Augusta finally buckles, admits women, some women anyway

Condoleezza Rice
by Richard Mellor

There was a historic victory for women last week when one of the elite clubs that the 1% hang out at agreed to admit women for the first time.  I am talking about the Augusta National Golf Club that counts such hard working dignitaries as former GE executive Jack Welch, oil magnate T. Boone Pickens Jr. and AT&T CEO Randall Stephenson as members.  With the appointment of women as CEO's  of some major corporations, some that sponsor Augusta's world renowned Master Golf Tournament, this old boys' club was feeling the heat.  IBM, a major corporate sponsor at Augusta appointed a woman as its chief executive which put the all male (formerly all white male until 1990) on the spot as well as the club had offered membership to IBM's previous four CEO's, all men.

The two women admitted are  Condoleezza Rice and investment banker and billionaire Darla Moore.
We all know who Condoleezza Rice is, she's the woman that Chevron named an oil tanker after.  But Ms. Moore would be less know to many of us.  She is married to billionaire Richard Rainwater who founded the investment bank that bears his name and is its VP.

These women are staunch enemies of all working people not just in the US, but especially abroad where investment banks and the energy corporations find lucrative opportunities in regions governed by dictators and thugs, less than democratic regimes that protect their profits through violence and brutality for a share of the spoils.

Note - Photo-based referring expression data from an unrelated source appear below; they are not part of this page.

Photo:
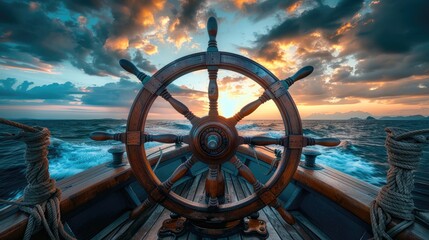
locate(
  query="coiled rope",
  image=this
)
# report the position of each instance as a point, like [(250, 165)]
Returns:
[(41, 198), (404, 150)]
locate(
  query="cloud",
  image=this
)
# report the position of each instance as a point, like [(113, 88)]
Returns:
[(54, 91), (34, 39), (360, 50), (258, 10), (189, 18)]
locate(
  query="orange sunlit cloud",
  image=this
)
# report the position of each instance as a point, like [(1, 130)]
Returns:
[(117, 43)]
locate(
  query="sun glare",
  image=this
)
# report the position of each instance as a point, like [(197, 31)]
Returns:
[(228, 104)]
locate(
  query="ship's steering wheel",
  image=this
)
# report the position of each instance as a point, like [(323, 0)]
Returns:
[(214, 139)]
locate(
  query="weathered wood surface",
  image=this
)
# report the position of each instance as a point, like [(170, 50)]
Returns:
[(349, 193)]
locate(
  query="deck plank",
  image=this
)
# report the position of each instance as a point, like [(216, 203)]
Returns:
[(163, 215)]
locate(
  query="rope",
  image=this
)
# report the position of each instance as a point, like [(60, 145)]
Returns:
[(404, 150), (41, 197)]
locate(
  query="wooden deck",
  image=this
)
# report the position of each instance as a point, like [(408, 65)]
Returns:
[(236, 189)]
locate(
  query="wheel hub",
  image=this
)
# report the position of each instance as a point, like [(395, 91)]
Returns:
[(214, 141)]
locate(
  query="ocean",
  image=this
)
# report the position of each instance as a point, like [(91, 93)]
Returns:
[(361, 154)]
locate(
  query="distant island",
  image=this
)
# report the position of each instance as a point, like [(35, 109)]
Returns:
[(390, 118), (361, 116)]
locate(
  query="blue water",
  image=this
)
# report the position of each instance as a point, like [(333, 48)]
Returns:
[(361, 153)]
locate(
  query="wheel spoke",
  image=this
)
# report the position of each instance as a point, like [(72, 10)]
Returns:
[(215, 186), (166, 138), (250, 108), (213, 90), (262, 141), (179, 106), (180, 171), (246, 173)]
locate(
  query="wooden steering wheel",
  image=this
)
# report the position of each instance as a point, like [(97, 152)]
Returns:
[(214, 139)]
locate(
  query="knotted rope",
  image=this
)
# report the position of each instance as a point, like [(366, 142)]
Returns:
[(404, 150), (41, 196)]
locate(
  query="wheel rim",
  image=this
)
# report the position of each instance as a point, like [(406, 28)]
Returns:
[(197, 211)]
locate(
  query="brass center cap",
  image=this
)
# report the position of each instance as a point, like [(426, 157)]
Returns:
[(213, 140)]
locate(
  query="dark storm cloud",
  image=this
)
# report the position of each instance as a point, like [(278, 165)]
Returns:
[(83, 6), (387, 41), (122, 93), (395, 26), (323, 17), (54, 91), (262, 9), (30, 38), (33, 32), (188, 13)]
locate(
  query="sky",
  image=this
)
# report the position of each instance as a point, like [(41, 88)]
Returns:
[(59, 59)]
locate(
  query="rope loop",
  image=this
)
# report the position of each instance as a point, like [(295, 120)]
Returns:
[(41, 199), (404, 150)]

But this is a victory no doubt.  We defend the right of all women to equality in all aspects of life, to be free of discrimination on the basis of their gender, even the daughters, wives and colleagues of the bourgeois.

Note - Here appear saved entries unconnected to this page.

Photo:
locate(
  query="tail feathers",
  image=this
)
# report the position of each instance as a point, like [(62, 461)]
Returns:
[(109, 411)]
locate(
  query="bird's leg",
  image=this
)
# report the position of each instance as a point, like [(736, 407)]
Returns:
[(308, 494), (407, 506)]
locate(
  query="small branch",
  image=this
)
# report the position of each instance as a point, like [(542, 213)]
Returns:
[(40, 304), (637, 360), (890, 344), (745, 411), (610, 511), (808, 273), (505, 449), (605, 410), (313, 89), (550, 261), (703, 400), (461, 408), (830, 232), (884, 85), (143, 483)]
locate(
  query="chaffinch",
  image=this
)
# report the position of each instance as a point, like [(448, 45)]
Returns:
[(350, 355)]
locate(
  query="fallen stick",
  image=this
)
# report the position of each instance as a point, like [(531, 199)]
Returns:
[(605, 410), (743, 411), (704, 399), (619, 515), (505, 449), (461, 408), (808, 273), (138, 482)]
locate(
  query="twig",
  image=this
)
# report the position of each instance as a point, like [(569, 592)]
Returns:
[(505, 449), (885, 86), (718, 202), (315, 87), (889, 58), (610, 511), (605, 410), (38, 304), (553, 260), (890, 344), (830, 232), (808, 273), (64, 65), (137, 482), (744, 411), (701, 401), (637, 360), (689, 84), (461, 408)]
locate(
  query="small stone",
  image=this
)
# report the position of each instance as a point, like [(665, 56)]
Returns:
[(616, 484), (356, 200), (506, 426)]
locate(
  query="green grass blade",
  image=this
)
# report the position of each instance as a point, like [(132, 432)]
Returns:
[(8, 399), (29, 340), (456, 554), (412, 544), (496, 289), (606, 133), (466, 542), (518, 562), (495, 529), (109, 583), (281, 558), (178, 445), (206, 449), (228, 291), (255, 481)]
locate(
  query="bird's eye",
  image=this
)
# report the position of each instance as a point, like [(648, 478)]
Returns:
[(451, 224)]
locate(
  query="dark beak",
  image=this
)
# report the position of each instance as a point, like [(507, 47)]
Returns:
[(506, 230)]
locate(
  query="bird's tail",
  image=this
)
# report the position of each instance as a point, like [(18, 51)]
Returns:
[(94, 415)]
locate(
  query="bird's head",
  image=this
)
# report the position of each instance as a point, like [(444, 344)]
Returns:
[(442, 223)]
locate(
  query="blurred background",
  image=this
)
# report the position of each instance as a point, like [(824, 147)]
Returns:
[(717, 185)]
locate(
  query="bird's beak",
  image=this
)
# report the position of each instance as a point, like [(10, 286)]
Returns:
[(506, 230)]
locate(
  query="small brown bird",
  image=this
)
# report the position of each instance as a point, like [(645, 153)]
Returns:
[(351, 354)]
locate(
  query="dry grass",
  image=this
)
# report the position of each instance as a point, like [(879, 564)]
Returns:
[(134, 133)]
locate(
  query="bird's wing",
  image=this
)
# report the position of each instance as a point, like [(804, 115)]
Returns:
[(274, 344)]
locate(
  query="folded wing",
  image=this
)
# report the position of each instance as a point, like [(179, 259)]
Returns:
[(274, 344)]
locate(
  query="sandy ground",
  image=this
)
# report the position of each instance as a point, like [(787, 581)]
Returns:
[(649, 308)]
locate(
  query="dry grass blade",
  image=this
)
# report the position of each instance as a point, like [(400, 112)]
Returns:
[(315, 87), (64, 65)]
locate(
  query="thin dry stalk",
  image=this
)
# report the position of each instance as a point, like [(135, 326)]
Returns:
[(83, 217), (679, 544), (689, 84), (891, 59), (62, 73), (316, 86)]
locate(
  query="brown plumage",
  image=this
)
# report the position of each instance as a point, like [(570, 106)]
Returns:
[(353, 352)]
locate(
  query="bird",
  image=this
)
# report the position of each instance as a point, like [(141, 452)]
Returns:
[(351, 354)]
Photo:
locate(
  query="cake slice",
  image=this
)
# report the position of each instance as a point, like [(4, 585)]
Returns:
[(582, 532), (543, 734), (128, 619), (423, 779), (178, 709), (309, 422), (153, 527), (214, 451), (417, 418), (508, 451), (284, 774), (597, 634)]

But we also recognize the limitations of this victory. These are women that support their class brothers in their war on working class and poor women.  Darla Moore was one of the first women featured on the cover of Forbes Magazine.  She has been on the board of JP Morgan, Hospital Corp. of America and other corporations.  She had donated $70 million to her alma mater, the University of South Carolina. She is no friend of the millions of men and women in this country who are victims of her policies and the policies of her class.

Darla Moore
But there is no doubt in her efforts to fight for her rights as a thug among thugs, she has had to fight the odds, fight against the most rampant sexism; she is a tough one. But she makes sure not to give credit to the women's movement in general for Augusta's capitulation, after all, her friend, the former national chairman of Augusta, William "Hootie" Johnson once proclaimed that the club might admit women one day but, "not at the point of a bayonet."

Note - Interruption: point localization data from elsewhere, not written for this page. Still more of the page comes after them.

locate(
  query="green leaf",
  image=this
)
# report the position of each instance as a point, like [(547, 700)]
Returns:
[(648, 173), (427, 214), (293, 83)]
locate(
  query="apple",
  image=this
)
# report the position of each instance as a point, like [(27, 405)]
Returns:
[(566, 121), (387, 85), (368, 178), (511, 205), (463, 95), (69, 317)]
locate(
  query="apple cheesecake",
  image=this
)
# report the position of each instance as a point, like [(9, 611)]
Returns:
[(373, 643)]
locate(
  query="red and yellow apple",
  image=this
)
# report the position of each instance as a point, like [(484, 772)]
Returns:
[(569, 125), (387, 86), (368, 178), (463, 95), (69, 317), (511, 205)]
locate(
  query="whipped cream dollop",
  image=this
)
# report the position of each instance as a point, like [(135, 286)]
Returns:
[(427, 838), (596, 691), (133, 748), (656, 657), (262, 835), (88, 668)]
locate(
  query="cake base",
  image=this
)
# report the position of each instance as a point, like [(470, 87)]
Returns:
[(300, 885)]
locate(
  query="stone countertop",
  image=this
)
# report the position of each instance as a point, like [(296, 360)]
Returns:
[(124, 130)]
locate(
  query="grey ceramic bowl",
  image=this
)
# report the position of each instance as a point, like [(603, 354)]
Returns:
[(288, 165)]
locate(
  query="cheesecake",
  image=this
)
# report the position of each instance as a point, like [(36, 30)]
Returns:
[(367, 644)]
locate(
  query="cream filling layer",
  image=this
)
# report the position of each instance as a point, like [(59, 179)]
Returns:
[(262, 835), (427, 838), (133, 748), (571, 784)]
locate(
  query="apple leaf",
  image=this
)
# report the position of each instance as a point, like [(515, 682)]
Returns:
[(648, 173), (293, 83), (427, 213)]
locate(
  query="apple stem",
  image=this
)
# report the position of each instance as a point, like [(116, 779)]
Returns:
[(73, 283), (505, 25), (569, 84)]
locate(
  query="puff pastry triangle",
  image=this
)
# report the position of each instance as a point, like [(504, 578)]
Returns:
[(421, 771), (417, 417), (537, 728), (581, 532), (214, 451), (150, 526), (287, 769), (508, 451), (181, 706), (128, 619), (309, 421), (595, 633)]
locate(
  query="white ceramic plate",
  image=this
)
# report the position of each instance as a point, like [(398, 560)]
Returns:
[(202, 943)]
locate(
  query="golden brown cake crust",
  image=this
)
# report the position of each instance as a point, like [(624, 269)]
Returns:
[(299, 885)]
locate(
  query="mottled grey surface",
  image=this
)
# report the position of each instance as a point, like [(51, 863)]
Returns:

But that bayonet has reached its target and Martha Burk, the former chair of The National Council of Women's Organizations was much closer to the truth telling the Wall Street Journal Monday that the present Augusta president, Billy Payne doesn't "deserve any credit" for the changes, adding that "he's being dragged at the point of a bayonet" echoing Johnson's statement above.

But victory for bourgeois women is not about golf as Ms. Burk makes absolutely clear, "Let's face it." she tells the WSJ, "It was never about golf. It's about access to power, access to the place where deals are made and money passes hands.".

So while we recognize this as a victory it is not the victory we want.  The struggle of working class and radical women for equality, what has been a heroic and militant struggle, has nothing to do with making deals and greasing palms.